I was grinning as I sliced and chopped all advancing threats. (Oh dear, that’s a horrible thing for a Mennonite pacifist to admit!)  But I was smiling because, in the middle of that Wii game, the Spirit was reminding me:  “This is exactly what the Scriptures can do to all those things that attack you.”

Eph 6:17
Take the helmet of salvation and the sword of the Spirit, which is the word of God.

The Spirit lives in me, and His weapon, that with which He does battle against my enemies, is the lightsaber of the Word of God. When I am under attack from things without and within, the Word can slice up and dispatch those threats.

The Word fights our discouragement, our doubt, our fears, our tendency toward envy and jealousy and anger and malice, our insecurities, our pride, our lack of faith, our blindness, our stubbornness, our bitterness, our hunger, our cynicism, our forgetfulness of God … I could go on and on.

All of those things that Satan, hoping for our defeat, sends to attack us, the Spirit can vanquish. His weapon is the Word.

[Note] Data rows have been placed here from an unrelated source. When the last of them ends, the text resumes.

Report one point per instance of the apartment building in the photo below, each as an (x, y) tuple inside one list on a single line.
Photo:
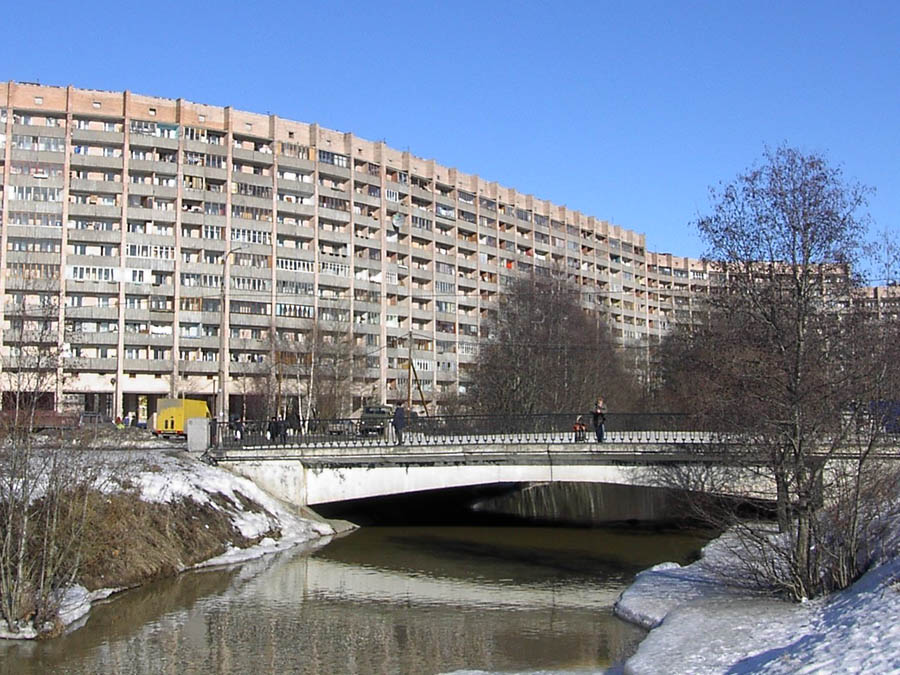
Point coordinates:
[(172, 244)]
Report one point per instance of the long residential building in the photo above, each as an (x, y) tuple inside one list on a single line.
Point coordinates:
[(166, 248)]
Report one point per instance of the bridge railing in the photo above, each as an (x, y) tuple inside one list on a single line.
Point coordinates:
[(457, 429)]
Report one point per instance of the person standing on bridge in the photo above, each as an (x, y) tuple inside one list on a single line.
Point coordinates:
[(399, 422), (598, 417)]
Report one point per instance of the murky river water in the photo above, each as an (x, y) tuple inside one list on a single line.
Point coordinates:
[(381, 600)]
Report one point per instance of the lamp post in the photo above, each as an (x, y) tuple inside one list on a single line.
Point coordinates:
[(222, 398)]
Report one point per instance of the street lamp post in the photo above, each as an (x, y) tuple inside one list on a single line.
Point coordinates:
[(222, 397)]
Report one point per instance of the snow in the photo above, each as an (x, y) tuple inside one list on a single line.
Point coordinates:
[(700, 625), (163, 474)]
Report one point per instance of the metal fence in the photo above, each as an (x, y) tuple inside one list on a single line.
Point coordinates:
[(463, 429)]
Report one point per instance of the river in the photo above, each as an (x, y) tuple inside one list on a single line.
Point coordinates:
[(398, 599)]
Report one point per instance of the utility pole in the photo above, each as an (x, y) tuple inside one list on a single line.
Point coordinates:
[(222, 397), (409, 368)]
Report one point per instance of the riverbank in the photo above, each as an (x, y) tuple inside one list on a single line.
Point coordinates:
[(698, 624), (162, 511)]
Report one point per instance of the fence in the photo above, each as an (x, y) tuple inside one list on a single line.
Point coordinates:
[(432, 430)]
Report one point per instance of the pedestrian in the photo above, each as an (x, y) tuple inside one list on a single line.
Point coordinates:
[(598, 417), (399, 422), (579, 428)]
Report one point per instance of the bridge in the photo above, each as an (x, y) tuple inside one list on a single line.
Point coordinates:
[(333, 462)]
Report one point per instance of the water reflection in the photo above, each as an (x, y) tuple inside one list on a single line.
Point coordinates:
[(382, 600)]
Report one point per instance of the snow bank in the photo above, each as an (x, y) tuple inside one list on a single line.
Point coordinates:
[(164, 475), (700, 626)]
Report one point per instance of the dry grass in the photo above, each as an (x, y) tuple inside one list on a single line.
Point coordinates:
[(128, 541)]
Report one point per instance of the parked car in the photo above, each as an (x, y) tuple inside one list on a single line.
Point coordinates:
[(375, 419), (339, 428)]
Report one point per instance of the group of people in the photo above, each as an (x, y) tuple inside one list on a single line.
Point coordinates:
[(598, 421)]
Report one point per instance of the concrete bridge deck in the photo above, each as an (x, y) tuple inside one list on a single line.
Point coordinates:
[(319, 472)]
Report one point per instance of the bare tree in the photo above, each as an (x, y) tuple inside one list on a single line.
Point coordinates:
[(44, 483), (545, 353), (790, 362)]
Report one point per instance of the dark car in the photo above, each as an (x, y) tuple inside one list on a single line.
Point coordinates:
[(375, 419)]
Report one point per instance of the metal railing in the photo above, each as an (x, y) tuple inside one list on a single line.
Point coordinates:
[(457, 429)]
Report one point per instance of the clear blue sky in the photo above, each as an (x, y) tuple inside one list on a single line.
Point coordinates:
[(627, 111)]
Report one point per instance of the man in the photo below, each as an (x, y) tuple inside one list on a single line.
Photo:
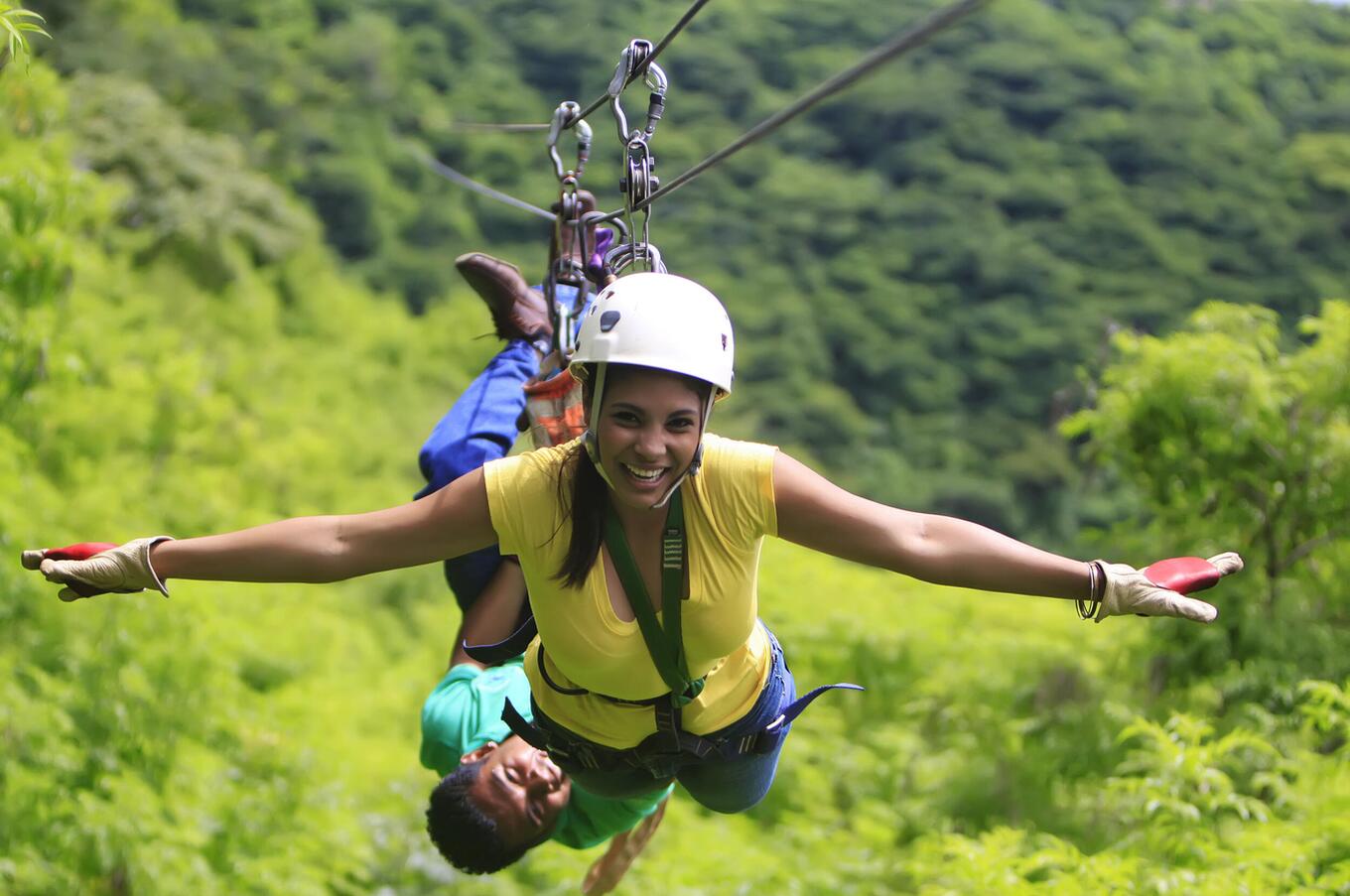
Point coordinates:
[(498, 797)]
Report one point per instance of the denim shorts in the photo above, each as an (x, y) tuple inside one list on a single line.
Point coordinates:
[(721, 784)]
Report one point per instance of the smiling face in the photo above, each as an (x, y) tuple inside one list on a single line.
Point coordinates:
[(520, 788), (649, 428)]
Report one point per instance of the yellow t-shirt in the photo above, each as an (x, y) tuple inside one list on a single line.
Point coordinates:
[(728, 510)]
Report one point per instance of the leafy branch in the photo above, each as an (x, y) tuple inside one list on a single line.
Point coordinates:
[(17, 25)]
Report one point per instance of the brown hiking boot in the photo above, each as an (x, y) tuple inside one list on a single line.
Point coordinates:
[(518, 312)]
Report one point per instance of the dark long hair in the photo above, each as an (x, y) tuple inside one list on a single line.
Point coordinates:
[(585, 497)]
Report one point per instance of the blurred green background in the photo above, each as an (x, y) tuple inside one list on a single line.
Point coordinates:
[(1072, 270)]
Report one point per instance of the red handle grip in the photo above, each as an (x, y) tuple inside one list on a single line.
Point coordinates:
[(81, 551), (1183, 574)]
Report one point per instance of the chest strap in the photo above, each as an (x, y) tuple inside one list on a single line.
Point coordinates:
[(664, 644)]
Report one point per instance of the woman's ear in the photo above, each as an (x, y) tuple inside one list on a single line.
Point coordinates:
[(480, 753)]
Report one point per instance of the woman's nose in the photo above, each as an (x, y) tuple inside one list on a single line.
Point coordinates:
[(651, 445)]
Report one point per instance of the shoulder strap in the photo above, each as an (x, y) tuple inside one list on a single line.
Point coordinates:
[(666, 644)]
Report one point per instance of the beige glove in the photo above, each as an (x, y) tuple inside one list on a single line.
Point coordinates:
[(1129, 589), (120, 570)]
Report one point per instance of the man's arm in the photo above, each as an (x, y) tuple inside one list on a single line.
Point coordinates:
[(493, 614)]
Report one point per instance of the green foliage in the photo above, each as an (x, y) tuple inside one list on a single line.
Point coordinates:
[(1326, 712), (938, 251), (17, 25), (1236, 436), (923, 262)]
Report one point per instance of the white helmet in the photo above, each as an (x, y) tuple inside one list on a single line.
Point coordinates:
[(662, 321)]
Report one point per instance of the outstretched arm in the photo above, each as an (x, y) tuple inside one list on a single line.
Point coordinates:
[(818, 514), (447, 524)]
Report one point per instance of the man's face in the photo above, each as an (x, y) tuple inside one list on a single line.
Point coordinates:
[(520, 788)]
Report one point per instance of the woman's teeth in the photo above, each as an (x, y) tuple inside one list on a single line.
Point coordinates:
[(645, 475)]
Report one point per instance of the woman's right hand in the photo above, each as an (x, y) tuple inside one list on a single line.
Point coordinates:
[(93, 569)]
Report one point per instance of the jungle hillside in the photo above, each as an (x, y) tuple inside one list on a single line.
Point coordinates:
[(1076, 270)]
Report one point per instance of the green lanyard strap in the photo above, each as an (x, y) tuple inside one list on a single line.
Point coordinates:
[(666, 644)]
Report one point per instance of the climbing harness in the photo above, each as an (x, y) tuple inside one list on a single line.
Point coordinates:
[(671, 746)]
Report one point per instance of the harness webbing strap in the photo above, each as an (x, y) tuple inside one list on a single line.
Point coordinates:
[(502, 651), (666, 644)]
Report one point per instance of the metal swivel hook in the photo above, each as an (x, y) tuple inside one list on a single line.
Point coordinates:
[(565, 115), (634, 55)]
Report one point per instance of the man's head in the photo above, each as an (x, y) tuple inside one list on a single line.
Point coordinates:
[(502, 801)]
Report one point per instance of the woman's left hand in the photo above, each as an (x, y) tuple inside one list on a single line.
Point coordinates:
[(1161, 588)]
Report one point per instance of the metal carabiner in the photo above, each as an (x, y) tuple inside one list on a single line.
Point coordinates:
[(565, 115), (638, 181), (628, 254), (634, 55)]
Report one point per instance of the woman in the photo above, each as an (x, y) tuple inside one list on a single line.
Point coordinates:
[(645, 516)]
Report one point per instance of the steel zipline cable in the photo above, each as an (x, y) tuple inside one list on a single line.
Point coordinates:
[(464, 180), (637, 71), (509, 128), (904, 42)]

Put on every piece of God’s armor so you will be able to resist the enemy in the time of evil … Take the sword of the Spirit, which is the word of God.

 

 

*****

Scripture: Ephesians 6:13,17

Recommended Read: Psalm 18 is one of my favorites. It begins with the writer entangled by the ropes of death, overwhelmed, caught in a trap, helpless. He cries out to God, who dramatically comes to save him, and then God arms him with strength, trains him for battle, gives him a shield of victory. The psalm ends with the writer saying he chased down his enemies and struck them down, put his foot on their necks, ground them fine as dust, and swept them into the gutter like dirt. What a victory story!

Spirit, give us those victories, too!